In [1]:
import numpy as np
import pandas as pd
import torch
from transformers import AutoTokenizer, AutoModelForMaskedLM

DEVICE = torch.device("cuda" if torch.cuda.is_available() else "cpu")
MODEL_NAME = "google-bert/bert-base-uncased"

tokenizer = AutoTokenizer.from_pretrained(MODEL_NAME)
model = AutoModelForMaskedLM.from_pretrained(MODEL_NAME).to(DEVICE)
model.eval()

  from .autonotebook import tqdm as notebook_tqdm


In [None]:
def _format_examples(examples, template="{words}."):
    """Format list of 4-word groups; template gets {words} = comma-separated words."""
    parts = []
    for group in examples:
        words = ", ".join(w.strip().lower() for w in group)
        parts.append(template.format(words=words))
    return " ".join(parts)


def _get_mask_logits(tokenizer, model, device, text_with_mask):
    """Return logits for the [MASK] position (shape [vocab_size])."""
    inputs = tokenizer(text_with_mask, return_tensors="pt", truncation=True, max_length=512).to(device)
    mask_pos = (inputs.input_ids == tokenizer.mask_token_id).nonzero(as_tuple=True)[1]
    if mask_pos.numel() == 0:
        return None, None
    with torch.no_grad():
        logits = model(**inputs).logits
    return logits[0, mask_pos[0]].cpu(), tokenizer


def few_shot_query(examples, query_triple, candidates=None, top_k=5, example_template="{words}.", query_suffix=", [MASK].", prompt_prefix=""):
    """
    Query the model with few-shot examples. Returns top predicted words for the fourth slot.
    """
    prefix = (prompt_prefix + " ") if prompt_prefix else ""
    prefix += _format_examples(examples, template=example_template) + " " if examples else ""
    words = ", ".join(w.strip().lower() for w in query_triple)
    query_str = prefix + words + query_suffix
    logits, tok = _get_mask_logits(tokenizer, model, DEVICE, query_str)
    if logits is None:
        return []

    if candidates is not None:
        cand_ids = []
        cand_words = []
        for w in candidates:
            ids = tok.encode(w.lower(), add_special_tokens=False)
            if ids and ids[0] != tok.unk_token_id:
                cand_ids.append(ids[0])
                cand_words.append(w)
        if not cand_ids:
            return []
        scores = logits[torch.tensor(cand_ids)]
        order = scores.argsort(descending=True)[:top_k]
        return [cand_words[i] for i in order.tolist()]

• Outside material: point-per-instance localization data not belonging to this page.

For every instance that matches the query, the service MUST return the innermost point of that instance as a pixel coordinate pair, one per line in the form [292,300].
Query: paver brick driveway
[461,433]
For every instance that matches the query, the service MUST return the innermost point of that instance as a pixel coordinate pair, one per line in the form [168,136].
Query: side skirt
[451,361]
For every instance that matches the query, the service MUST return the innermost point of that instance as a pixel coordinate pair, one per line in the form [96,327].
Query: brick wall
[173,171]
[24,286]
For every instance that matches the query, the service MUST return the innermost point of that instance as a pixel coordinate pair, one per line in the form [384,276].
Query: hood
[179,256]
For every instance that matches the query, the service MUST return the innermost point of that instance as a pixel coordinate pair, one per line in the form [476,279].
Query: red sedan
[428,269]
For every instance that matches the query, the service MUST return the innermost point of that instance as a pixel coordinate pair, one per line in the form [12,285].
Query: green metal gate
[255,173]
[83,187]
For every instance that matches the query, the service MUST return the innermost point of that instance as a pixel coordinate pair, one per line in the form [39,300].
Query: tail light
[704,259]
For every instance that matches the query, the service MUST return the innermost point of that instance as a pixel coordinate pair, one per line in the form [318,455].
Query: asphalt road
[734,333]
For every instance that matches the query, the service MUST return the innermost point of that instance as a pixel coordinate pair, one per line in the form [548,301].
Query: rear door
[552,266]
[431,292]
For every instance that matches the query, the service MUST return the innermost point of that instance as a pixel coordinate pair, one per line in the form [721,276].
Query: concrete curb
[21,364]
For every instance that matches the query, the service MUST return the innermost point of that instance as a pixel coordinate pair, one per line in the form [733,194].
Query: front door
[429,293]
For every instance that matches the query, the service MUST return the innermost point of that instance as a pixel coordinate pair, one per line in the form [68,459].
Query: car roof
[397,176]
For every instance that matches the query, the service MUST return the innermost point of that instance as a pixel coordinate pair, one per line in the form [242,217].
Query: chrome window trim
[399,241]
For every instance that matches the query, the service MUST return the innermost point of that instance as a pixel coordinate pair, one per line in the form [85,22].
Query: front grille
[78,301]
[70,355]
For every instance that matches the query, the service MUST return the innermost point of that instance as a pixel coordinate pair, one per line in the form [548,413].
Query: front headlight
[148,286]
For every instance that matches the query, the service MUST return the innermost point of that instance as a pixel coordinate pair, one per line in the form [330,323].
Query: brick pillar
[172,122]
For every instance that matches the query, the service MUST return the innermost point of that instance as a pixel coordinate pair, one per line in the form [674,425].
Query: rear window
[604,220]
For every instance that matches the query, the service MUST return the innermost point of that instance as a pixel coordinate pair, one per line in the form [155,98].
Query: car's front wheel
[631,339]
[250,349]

    return [tok.decode([tid]).strip() for tid in logits.topk(top_k, dim=-1).indices.tolist()]

In [None]:
def _build_prompt_prefix(preset):
    """Build the conversation-start prefix, substituting [word bank dict] with the preset word bank."""
    start = preset.get("conversation_start", "")
    if not start:
        return ""
    word_bank = preset.get("word_bank", [])
    word_bank_str = ", ".join(str(w) for w in word_bank) if word_bank else ""
    return start.replace("[word bank dict]", word_bank_str).replace("[word bank]", word_bank_str)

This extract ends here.